Here’s an example of a mechanistic set-up with zero judgment. This is the kind of “work” offer I get in my inbox all the time.
here are the latest jobs we think you’d be great for:
STEM PhD Qualifier Contributor | AI Training Data Already have your PhD qualifying exam materials saved? Turn them into income. Submit real quals to help train and evaluate frontier AI models. $50 per accepted submission, fully remote and flexible. $40 – $50/hr Apply →
Hardware & Systems Engineering Work Products Contributor | AI Training Data Real engineering docs? Turn them into income. Submit project artifacts to train frontier AI models. $90 to $100 per submission, remote and flexible. $90 – $100/hr. Apply →
Now, I’m not qualified for either of these things. I’m not a STEM person. The company that sends me these emails presumably knows that. They do, after all, have my resume. However it seems as if the AI that reads resumes either cannot read or is programmed not to care about what it reads. But for just pennies an email blast, why not just send this out to EVERYBODY? Maybe someone will bite.
This more important question, however, is, “What am I biting off?” Let’s consider the first job. They want people to send in the PhD qualifying exams they were asked to take. The purpose here is clear: they want “legitimate” data on which to test their models. They want to see if their models are PhD-level. The problem here is that, in almost every case I can think of, the exam questions are not the property of the person who is being examined. They are the property of the examiner. What they are asking for here is an act of theft. It may be petty theft, but frankly, I’m not sure the professor giving the exam would feel that way. Indeed, he or she might be basing the exam question on current cutting-edge research they would rather not have shared with everyone on the internet. They certainly don’t want it run through the training data of a large language model so that it becomes, in a very diffuse form, potentially available to every person who ever uses that model. Aside from faculty feelings (and, of course, their rights), there’s the academic honesty component. At many major universities — and if they want really good data, the company presumably wants exams from major universities — distributing exam questions to people outside the exam is an act of academic dishonesty. It’s precisely the kind of thing that gets you “separated” from the institution. That is, it’s the thing that gets you kicked out. Imagine having gone through all your PhD classwork, having taken your prelims, and now you’re working on your thesis. Then it turns out that for $50, you have given away data that actually gets you thrown out of school. Talk about the most expensive $50 that you have ever earned! You won’t end up in the prison system, but you will have locked yourself out of some important career paths. And don’t think that the company that is asking for this data cares. Hey, they already paid you your $50. Let the seller beware.

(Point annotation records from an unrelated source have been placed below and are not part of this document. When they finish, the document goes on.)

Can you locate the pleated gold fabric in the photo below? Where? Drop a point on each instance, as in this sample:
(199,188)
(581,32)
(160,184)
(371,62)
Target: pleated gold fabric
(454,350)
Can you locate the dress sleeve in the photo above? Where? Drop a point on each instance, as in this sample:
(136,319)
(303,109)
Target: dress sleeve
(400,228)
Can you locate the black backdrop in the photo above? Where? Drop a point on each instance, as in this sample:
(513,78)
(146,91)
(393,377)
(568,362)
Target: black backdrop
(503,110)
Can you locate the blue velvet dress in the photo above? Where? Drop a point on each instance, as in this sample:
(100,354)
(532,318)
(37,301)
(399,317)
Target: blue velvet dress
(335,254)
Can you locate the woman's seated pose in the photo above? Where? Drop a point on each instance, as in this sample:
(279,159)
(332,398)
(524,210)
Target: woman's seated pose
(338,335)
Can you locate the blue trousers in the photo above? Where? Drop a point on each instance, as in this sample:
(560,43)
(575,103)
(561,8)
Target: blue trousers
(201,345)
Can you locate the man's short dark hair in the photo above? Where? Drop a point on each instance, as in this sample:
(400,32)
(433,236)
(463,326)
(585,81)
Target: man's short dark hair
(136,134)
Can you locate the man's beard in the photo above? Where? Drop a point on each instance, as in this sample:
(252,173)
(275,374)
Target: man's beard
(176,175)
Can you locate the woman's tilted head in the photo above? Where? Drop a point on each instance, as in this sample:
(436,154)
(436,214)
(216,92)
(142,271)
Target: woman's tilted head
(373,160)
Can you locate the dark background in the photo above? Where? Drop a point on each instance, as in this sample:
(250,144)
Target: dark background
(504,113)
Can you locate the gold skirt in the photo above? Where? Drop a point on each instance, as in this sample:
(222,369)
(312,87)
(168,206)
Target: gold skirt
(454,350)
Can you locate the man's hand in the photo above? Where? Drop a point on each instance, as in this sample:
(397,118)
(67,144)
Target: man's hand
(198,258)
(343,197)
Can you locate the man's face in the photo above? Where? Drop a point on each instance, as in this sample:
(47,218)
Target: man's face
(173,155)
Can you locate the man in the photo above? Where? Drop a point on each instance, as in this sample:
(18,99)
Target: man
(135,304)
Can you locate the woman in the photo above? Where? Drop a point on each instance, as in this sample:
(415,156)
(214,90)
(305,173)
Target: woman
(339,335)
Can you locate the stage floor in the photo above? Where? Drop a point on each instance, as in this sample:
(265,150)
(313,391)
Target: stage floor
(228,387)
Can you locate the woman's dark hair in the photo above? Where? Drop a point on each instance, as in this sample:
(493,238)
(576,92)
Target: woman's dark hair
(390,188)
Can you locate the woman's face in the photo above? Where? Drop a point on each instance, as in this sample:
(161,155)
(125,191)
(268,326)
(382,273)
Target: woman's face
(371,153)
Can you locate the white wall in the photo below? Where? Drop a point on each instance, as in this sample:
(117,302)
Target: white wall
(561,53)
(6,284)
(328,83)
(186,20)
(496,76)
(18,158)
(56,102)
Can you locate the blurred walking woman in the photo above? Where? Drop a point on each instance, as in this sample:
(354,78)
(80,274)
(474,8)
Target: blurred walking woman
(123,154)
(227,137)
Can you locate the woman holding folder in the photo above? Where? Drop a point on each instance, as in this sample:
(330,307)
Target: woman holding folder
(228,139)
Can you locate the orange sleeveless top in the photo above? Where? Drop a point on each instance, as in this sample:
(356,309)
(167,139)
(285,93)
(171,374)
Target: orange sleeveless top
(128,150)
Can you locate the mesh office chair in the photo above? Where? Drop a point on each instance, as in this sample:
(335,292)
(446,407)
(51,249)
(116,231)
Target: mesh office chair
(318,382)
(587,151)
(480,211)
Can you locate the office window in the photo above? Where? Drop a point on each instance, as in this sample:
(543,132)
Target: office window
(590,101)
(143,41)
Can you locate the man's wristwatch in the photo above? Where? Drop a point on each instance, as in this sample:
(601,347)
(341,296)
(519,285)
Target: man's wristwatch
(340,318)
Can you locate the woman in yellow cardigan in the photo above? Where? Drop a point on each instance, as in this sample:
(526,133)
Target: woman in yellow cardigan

The request for “real engineering docs” works on the same principle, but it is more legally fraught for everyone involved. If you are a hardware or systems engineer working for some corporation, those documents are most certainly NOT your property. Check your contract. There’s a Work Products section; it’s usually pretty specific. There’s likely an entire section in there on that. Moreover, there is also, especially if you have worked in tech, a non-disclosure agreement you have signed. So now you are being asked to sell documents that aren’t yours and violate an NDA. But hey, at least the pay is better. Double what you get for being a lowly grad student. What could possibly go wrong there? Dollars to donuts the company asking for this has a Terms of Service agreement that says that you (the submitter of such data) warrant that you have ownership over any of these documents. They think that clears them legally and leaves you on the hook for any consequences that get directed at them. But that’s like a fence saying that he will sell anything you have as long as you attest that it’s yours.
Neither you nor the company wants to end up in front of a jury on this, especially in the engineering case. Yes, the engineering docs got you more money, but that’s the tell. The company asking for the data is pricing in the risk they are taking. What risk? Oh, basically suborning theft. Depending on the exam questions or the engineering docs that get transmitted, both you and they could be violating federal laws about trade secrets and trafficking in technical data that has some impact on national security. The company may still think they are covered by their Terms of Service, but that’s a risky presumption. This is the kind of thing that is just waiting for FBI agents to stumble upon. “Hey, boss, we think we have a possible national security issue. We can just log in and send a couple of documents that look like they would violate that law and see what’s up. We will have payment logs and everything. It’ll take an hour or so.” At least your speedy trial will be super speedy. The jury will be back in 15 minutes.
Some business model, eh? Who thinks of this stuff? Who tells them, “No, that’s not a good idea.” The same people who write their contracts with the Work Product clause that threatens to sue me for everything I have if I share anything I have done for them? Was there any objection at all, or is cheap data just so addictive that nobody can just say no? They could, of course, hire elite STEM professors at their going rate to write qualifying exam questions for them. They could ask their own hardware and systems engineers to clean up the company’s own mountain of internal documents in a way that could be used to train frontier AI models. Nah, let’s just email strangers and ask them to commit a crime. Move fast. Breaks Laws. Optimize profit.